Kennywood has been running rides beside the Monongahela since 1898, and its coaster lineup is a living museum with teeth: three pre-1930 woodies that still throw real airtime, a ravine racer from the 60s, and modern steel that hits 85 mph. Here is every coaster at the Pittsburgh classic, ranked, with the seat and the hour each one deserves.
1. Phantom's Revenge
- Ride experience: The signature. A modest first drop is a decoy for the second drop, around 230 feet, which plunges off the bluff, threads through Thunderbolt's wooden structure, and bottoms out in the ravine at 85 mph. The return run is a series of violent speed hills with some of the strongest sustained ejector airtime anywhere. It is a top-tier steel coaster hiding in a traditional park.
- Height requirement: 52 inches.
- Best seat: Back row. The ravine drop whips it over the edge.
- Best time to ride: Evening into night. Our wait tracking has it averaging only about 12 minutes, absurdly cheap for what it is, and night rides into the dark ravine are elite.
2. Steel Curtain
- Ride experience: The Steelers coaster: 220 feet, nine inversions, and the tallest inversion in the world. It is a skyline of yellow track that flips you in every conceivable direction without ever getting mean about it.
- Height requirement: 52 inches.
- Best seat: Front row for the full choreography of the inversions.
- Best time to ride: Rope drop or shortly after. It averages about 20 minutes, among the longest waits in the park, and afternoon lines outrun its capacity.
3. Thunderbolt
- Ride experience: The 1968 ravine woodie that starts with a drop straight out of the station, no lift hill first, and saves its biggest plunges for the finale double drop into the ravine. The laterals in the turnaround genuinely shove you across the bench, which is why the classic rule pairs riders up rather than seating singles alone.
- Height requirement: 48 inches.
- Best seat: The outside of the bench, if your seatmate allows, back half of the train.

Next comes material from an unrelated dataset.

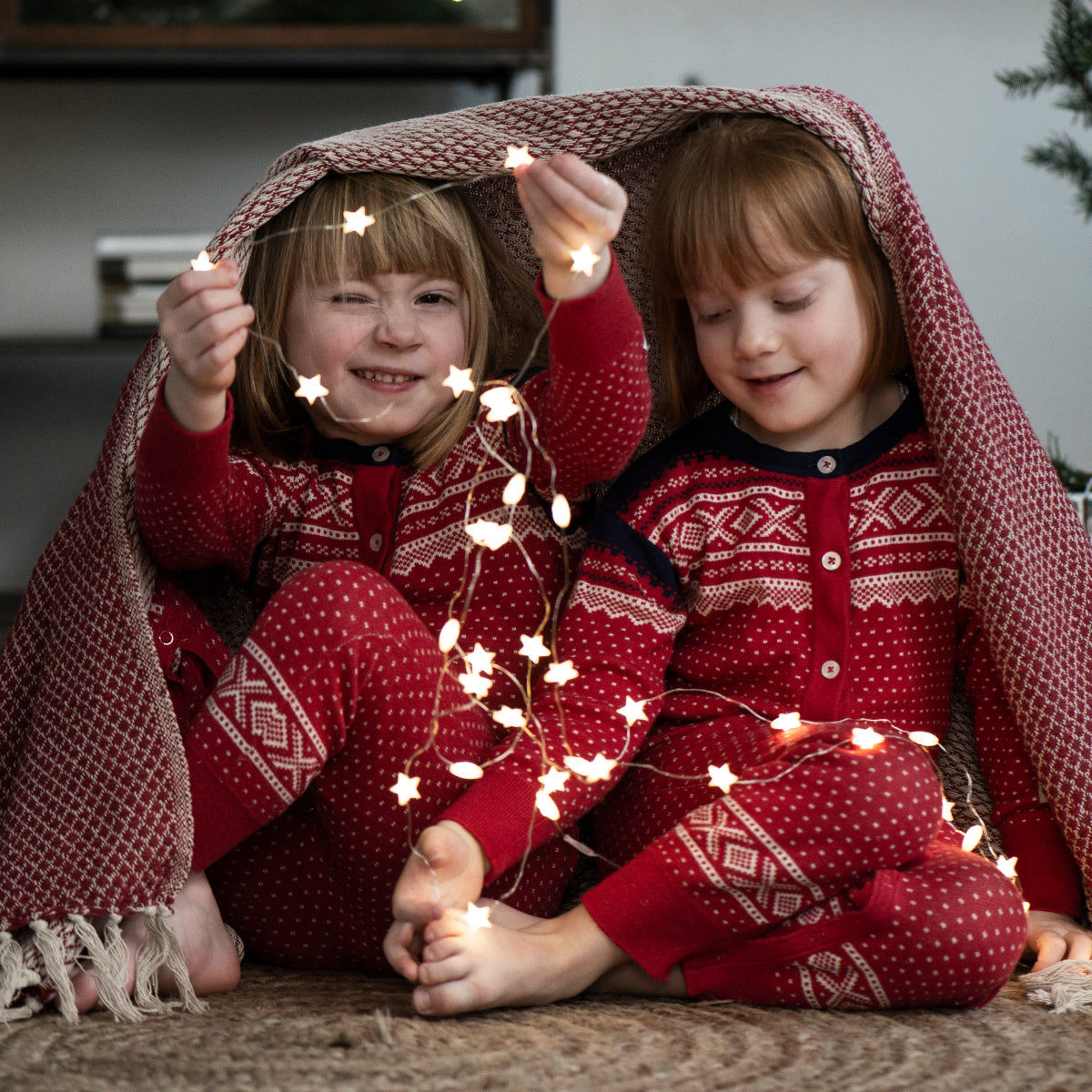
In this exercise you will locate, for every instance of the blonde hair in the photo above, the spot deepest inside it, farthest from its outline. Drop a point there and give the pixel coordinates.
(418, 229)
(730, 177)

- Best time to ride: Evening. It averages under 8 minutes in our data, the best thrill-per-wait ratio in the park.
4. Jack Rabbit
- Ride experience: Built in 1920 and still the airtime king of its century. The famous double-down drops you twice in a row with only a simple lap bar between you and physics, and the ravine layout makes 40 mph feel like an event.
- Height requirement: 46 inches.
- Best seat: Back row for the double-down float.
- Best time to ride: Morning; its nostalgic line runs longer than you would expect, averaging around 16 minutes.
5. Racer
- Ride experience: The 1927 racing woodie with a secret: it is one continuous track, a true Mobius layout, so you finish in the opposite station from where you started. Gentle, charming, and best raced against a train full of strangers you now hate.
- Height requirement: 46 inches.
- Best seat: Front row of either side.
- Best time to ride: Afternoon; the double station chews through lines.
6. Sky Rocket
- Ride experience: The modern one: a 0 to 50 mph launch up and over a top hat, inversions, and lap-bar-only freedom. Short but punchy.
- Height requirement: 48 inches.
- Best seat: Front row for the launch.
- Best time to ride: Late morning, before the midday wave.
7. Exterminator
- Ride experience: An indoor spinning wild mouse through a rat-infested Pittsburgh underground. Great fun, atrocious capacity: it averages 27 minutes in our tracking, the longest wait in the park.
- Height requirement: 46 inches.
- Best seat: Any; the spin decides your fate.
- Best time to ride: Rope drop, first fifteen minutes, or accept the skip.
First-timer order
Jack Rabbit, Racer, Thunderbolt, Sky Rocket, Phantom's Revenge, Steel Curtain, and Exterminator only if the posted wait is under 20.
Enthusiast order
Exterminator at rope drop, Steel Curtain immediately after, Phantom's Revenge twice before lunch, the 1920s classics through the afternoon, Potato Patch fries as a formality, then Thunderbolt and Phantom's Revenge again after dark, which is when Kennywood becomes the best version of itself.